Reporting "Asre Khodro", Iranian media reported that the country has suspended plans to cooperate with Peugeot and is instead preparing to take up talks with German and Italian auto majors to encourage them to invest in its car industry.
“Previously, everyone was expecting the signing of a cooperation agreement between Iran Khodro and Peugeot in light of the July nuclear breakthrough between Iran and the P5+1 group of countries,” wrote the Persian-language newspaper Donya-ye Eqtesad.
The daily added that however, it appears that Iran is already engaged in talks with more attractive partners.
Representatives from the French automobile industry were also striving to restore their previous share in the Iranian auto market.
French Peugeot wants to establish a 50-50 joint venture with Iran to produce cars. Iranian officials said the French auto giant is already in advanced stages of talks to provide automobile parts to the leading Iranian carmaker, Iran Khodro.
Speculation that Iran Khodro is preparing to sign a deal with Peugeot to launch a new joint venture in the country emerged in May. It had been reported then that serious talks to the same effect had taken place between the two sides in Paris.
Before sanctions, Peugeot held 22 percent of Iran's car market, but withdrawal from Iran caused huge losses for the company.
The French car manufacturer became the target of criticism in Tehran over its 2012 decision to withdraw its investments under U.S. pressure over disputes on Iran’s nuclear energy program.
“Iran Khodro had finalized its talks with Peugeot before March and was preparing to sign a JV deal with it upon the conclusion of nuclear talks between Iran and the P5+1,” wrote Donya-ye Eqtesad.
However, as the race has tightened for foreign automakers to access to Iran’s auto market, Iran Khodro suspended plans to team up with Peugeot and began talks with other companies including Germany’s Volkswagen, the daily added.

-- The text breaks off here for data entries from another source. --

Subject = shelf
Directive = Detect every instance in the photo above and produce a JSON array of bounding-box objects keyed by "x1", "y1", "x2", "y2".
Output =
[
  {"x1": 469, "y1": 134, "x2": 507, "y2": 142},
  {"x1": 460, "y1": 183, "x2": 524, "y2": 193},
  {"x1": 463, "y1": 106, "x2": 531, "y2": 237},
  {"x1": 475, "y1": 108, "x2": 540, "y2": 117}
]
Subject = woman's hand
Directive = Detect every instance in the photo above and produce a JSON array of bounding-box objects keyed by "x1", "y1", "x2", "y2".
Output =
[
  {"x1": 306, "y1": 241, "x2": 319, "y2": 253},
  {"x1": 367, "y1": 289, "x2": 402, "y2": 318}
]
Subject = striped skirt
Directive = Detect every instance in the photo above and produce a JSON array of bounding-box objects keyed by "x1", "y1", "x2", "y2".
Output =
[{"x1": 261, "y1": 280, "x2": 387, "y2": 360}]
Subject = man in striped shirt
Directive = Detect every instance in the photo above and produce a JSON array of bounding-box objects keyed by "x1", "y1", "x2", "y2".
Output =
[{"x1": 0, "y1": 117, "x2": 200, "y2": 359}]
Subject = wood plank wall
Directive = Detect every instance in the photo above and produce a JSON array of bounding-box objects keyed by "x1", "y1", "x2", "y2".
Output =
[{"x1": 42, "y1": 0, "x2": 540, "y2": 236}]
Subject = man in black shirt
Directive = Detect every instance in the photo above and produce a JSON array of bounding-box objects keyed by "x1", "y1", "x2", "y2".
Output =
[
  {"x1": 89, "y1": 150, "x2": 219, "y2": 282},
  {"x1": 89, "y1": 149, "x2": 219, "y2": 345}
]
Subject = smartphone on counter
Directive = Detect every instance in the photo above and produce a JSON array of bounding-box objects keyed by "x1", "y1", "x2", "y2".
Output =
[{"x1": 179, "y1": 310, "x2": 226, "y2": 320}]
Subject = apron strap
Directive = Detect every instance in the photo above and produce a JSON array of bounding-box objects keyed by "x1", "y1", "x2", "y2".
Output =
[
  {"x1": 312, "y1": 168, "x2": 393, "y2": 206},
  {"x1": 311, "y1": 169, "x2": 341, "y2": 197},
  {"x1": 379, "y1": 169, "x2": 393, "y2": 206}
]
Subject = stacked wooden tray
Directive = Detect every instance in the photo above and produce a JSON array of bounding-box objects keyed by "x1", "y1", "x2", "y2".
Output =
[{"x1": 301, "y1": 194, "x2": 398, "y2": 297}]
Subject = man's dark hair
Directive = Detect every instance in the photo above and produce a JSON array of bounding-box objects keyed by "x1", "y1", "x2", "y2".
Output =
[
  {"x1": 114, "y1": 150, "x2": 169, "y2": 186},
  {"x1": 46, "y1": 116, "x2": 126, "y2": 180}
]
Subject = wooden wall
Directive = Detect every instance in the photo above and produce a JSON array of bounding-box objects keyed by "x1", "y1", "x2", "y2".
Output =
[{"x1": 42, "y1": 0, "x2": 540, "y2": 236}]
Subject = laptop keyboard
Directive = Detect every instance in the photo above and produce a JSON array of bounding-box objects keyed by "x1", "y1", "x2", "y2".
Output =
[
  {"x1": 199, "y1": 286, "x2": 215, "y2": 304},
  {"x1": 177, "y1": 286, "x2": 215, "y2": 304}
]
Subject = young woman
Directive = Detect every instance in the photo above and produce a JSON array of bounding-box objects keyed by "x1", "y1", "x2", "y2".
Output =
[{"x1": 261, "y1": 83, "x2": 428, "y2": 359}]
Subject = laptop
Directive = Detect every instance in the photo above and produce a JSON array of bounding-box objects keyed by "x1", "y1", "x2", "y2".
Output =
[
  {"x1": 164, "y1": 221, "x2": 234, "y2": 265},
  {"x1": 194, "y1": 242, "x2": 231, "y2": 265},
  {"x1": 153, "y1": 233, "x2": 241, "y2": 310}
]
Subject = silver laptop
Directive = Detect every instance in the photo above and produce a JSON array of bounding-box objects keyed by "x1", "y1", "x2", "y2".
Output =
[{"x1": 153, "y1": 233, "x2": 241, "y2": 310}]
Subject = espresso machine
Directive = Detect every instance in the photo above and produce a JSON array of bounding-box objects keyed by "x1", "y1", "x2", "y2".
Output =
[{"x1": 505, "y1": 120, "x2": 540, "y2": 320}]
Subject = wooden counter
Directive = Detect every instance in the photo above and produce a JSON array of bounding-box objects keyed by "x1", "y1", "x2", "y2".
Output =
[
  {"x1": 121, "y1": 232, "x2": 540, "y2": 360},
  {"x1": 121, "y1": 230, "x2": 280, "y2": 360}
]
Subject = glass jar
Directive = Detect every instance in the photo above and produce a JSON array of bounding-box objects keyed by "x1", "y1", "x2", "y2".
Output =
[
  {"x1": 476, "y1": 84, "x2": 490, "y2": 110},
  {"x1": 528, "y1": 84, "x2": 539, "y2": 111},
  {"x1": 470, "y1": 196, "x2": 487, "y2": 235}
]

The daily noted this means that Peugeot is no longer a ‘key partner’ in the eyes of Iran Khodro leaders and they are now more inclined toward potential German and Italian partners.
German company Mercedes-Benz plans to purchase a 30 percent stake in Iranian Diesel Engine Manufacturing Company in order to produce automobiles in the city of Tabriz.
Iranian officials earlier said Volkswagen could become a reliable partner for Iran.
The automobile industry accounts for nearly 10 percent of Iran’s gross domestic product. The latest data shows that Iran ranks 18th on the list of the world’s top auto manufacturers. However, the country’s automotive industry needs modernization after years of sanctions.
Sanctions on Iran hit the automotive industry hard, slicing production by 1 million units from its peak of 1.6 million in 2011 and leading to 100,000 job redundancies.
Iran is one of the biggest producers of cars in the region.